Wes and I met when we were 23 and by the time I realized I wanted to marry him a few years later I thought that 23 was so late in life to meet your husband. I thought about all the years we didn’t know each other and wished that we’d met earlier. Seven and a half years, two moves, one wedding, a dog, and a baby later I realize that 23 is so early to meet your partner. I spent more of my twenties with Wes than I did without. Looking back at pictures of us from early in our relationship I’m amazed at how young we were.
That picture is from our trip to Yosemite for my 24th birthday. Wes needs a haircut and I still haven’t lost the baby fat in my cheeks (I’m sure it had nothing to do with our relatively new relationship and spending entire weekends cuddling on the couch without takeout and wine). I’m happy to say that I have not seen that sleeveless shirt since our Half Dome hike.
This is what we look like now. A little older, a little wiser, and holding a baby instead of looking like one.
I’ve been joking a lot about how Wes gets complimented all the time on what a great father he is simply because he changes diapers in public, or carries Stella while hiking. Sometimes I get a little heated because he is an amazing father and husband but changing a diaper is really the least of it. After Stella was born and I was kind of a mess he went into super Dad/spouse mode.
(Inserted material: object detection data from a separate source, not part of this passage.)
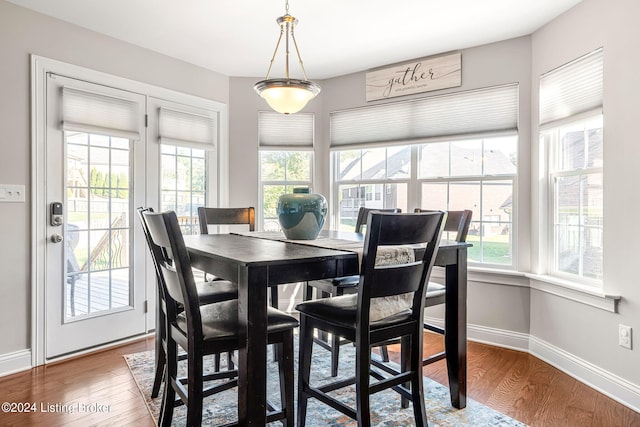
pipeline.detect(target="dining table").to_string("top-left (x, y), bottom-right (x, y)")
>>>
top-left (184, 230), bottom-right (471, 426)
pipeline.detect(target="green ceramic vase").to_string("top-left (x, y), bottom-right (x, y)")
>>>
top-left (276, 188), bottom-right (328, 240)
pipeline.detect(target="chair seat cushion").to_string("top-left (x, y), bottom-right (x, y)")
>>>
top-left (176, 299), bottom-right (299, 341)
top-left (196, 280), bottom-right (238, 305)
top-left (425, 282), bottom-right (447, 307)
top-left (296, 294), bottom-right (411, 329)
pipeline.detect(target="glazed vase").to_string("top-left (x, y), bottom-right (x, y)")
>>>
top-left (276, 188), bottom-right (328, 240)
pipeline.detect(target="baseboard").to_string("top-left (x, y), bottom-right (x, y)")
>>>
top-left (0, 350), bottom-right (31, 377)
top-left (424, 316), bottom-right (529, 352)
top-left (424, 316), bottom-right (640, 412)
top-left (529, 337), bottom-right (640, 412)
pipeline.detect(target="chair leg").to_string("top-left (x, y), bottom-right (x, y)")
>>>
top-left (158, 338), bottom-right (178, 427)
top-left (185, 350), bottom-right (204, 426)
top-left (356, 343), bottom-right (371, 427)
top-left (302, 282), bottom-right (313, 301)
top-left (269, 286), bottom-right (280, 362)
top-left (278, 330), bottom-right (295, 427)
top-left (151, 323), bottom-right (167, 398)
top-left (410, 331), bottom-right (429, 427)
top-left (227, 351), bottom-right (234, 371)
top-left (380, 345), bottom-right (389, 363)
top-left (213, 353), bottom-right (220, 372)
top-left (400, 337), bottom-right (410, 409)
top-left (331, 334), bottom-right (340, 377)
top-left (296, 315), bottom-right (313, 427)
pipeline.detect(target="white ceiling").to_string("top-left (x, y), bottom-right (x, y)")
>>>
top-left (8, 0), bottom-right (581, 79)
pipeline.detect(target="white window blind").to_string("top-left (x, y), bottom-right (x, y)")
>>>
top-left (62, 87), bottom-right (141, 140)
top-left (540, 49), bottom-right (603, 124)
top-left (258, 111), bottom-right (314, 150)
top-left (158, 107), bottom-right (217, 150)
top-left (331, 84), bottom-right (518, 147)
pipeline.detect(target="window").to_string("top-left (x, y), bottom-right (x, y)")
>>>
top-left (335, 146), bottom-right (411, 231)
top-left (540, 49), bottom-right (604, 286)
top-left (331, 85), bottom-right (518, 268)
top-left (543, 115), bottom-right (603, 281)
top-left (160, 144), bottom-right (207, 234)
top-left (257, 112), bottom-right (314, 231)
top-left (151, 103), bottom-right (218, 234)
top-left (418, 135), bottom-right (518, 265)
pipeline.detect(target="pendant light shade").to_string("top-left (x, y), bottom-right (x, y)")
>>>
top-left (254, 79), bottom-right (320, 114)
top-left (253, 1), bottom-right (320, 114)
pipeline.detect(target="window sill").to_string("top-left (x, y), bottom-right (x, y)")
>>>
top-left (525, 274), bottom-right (622, 313)
top-left (431, 267), bottom-right (622, 313)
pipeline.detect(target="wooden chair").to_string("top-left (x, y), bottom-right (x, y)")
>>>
top-left (138, 207), bottom-right (238, 397)
top-left (296, 212), bottom-right (445, 427)
top-left (415, 208), bottom-right (473, 365)
top-left (303, 207), bottom-right (402, 377)
top-left (143, 211), bottom-right (298, 427)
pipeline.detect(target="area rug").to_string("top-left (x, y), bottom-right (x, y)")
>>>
top-left (124, 343), bottom-right (524, 427)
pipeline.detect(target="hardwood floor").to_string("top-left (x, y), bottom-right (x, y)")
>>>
top-left (0, 334), bottom-right (640, 427)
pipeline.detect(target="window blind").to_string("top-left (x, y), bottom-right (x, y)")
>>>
top-left (258, 111), bottom-right (314, 150)
top-left (330, 84), bottom-right (518, 148)
top-left (62, 86), bottom-right (141, 140)
top-left (158, 107), bottom-right (217, 150)
top-left (540, 48), bottom-right (603, 124)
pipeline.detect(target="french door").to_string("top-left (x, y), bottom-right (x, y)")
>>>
top-left (44, 74), bottom-right (147, 359)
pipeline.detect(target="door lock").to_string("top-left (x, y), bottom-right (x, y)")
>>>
top-left (49, 202), bottom-right (63, 227)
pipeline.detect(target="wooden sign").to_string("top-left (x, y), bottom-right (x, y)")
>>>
top-left (366, 52), bottom-right (462, 101)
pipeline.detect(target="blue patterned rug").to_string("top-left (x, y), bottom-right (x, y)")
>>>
top-left (124, 343), bottom-right (524, 427)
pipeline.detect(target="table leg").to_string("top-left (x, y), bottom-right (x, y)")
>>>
top-left (444, 248), bottom-right (467, 409)
top-left (238, 267), bottom-right (268, 426)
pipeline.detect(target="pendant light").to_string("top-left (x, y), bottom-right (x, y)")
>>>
top-left (253, 0), bottom-right (320, 114)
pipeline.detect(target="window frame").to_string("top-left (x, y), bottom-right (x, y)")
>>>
top-left (540, 113), bottom-right (604, 290)
top-left (330, 131), bottom-right (520, 271)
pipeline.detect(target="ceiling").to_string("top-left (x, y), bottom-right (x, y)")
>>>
top-left (8, 0), bottom-right (581, 79)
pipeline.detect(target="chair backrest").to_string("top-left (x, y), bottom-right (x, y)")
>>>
top-left (358, 212), bottom-right (446, 325)
top-left (142, 211), bottom-right (203, 340)
top-left (355, 207), bottom-right (402, 233)
top-left (198, 207), bottom-right (256, 234)
top-left (415, 208), bottom-right (473, 243)
top-left (137, 207), bottom-right (178, 328)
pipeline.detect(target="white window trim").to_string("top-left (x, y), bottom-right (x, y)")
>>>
top-left (534, 113), bottom-right (604, 290)
top-left (330, 139), bottom-right (520, 273)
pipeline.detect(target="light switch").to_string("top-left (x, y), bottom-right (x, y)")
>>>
top-left (0, 184), bottom-right (25, 203)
He made dinner, played with Tsunami, changed all the diapers (I think it wasn’t until day four or five that I actually changed one myself), kept me hydrated, forced me to sleep, and gave me endless encouragement. I think a lot of couples are a little opposite to help keep each other in check. I bring out a little crazy side in Wes and he keeps me from going too crazy.
We used to do big grand things for birthdays (Six Flags, Yosemite, surprise parties and visitors, sky diving), but the last few years here have been more low-key. This year we joined our friends to hike the Lani Kai Pill Boxes (Wes carrying Stella, of course) and then a few hours on the beach. It wasn’t anything spectacular, but it was a great day nonetheless. Not everything has to be a Grand Gesture.
There was a youth group hiking that day and one guy had a guitar so I asked him to play Happy Birthday and sing to Wes. The happily helped us out.
Happy Birthday, Wes. Thank you for keeping me sane. I know it can be difficult at times. I love you. Stella loves you. Tsunami loves you.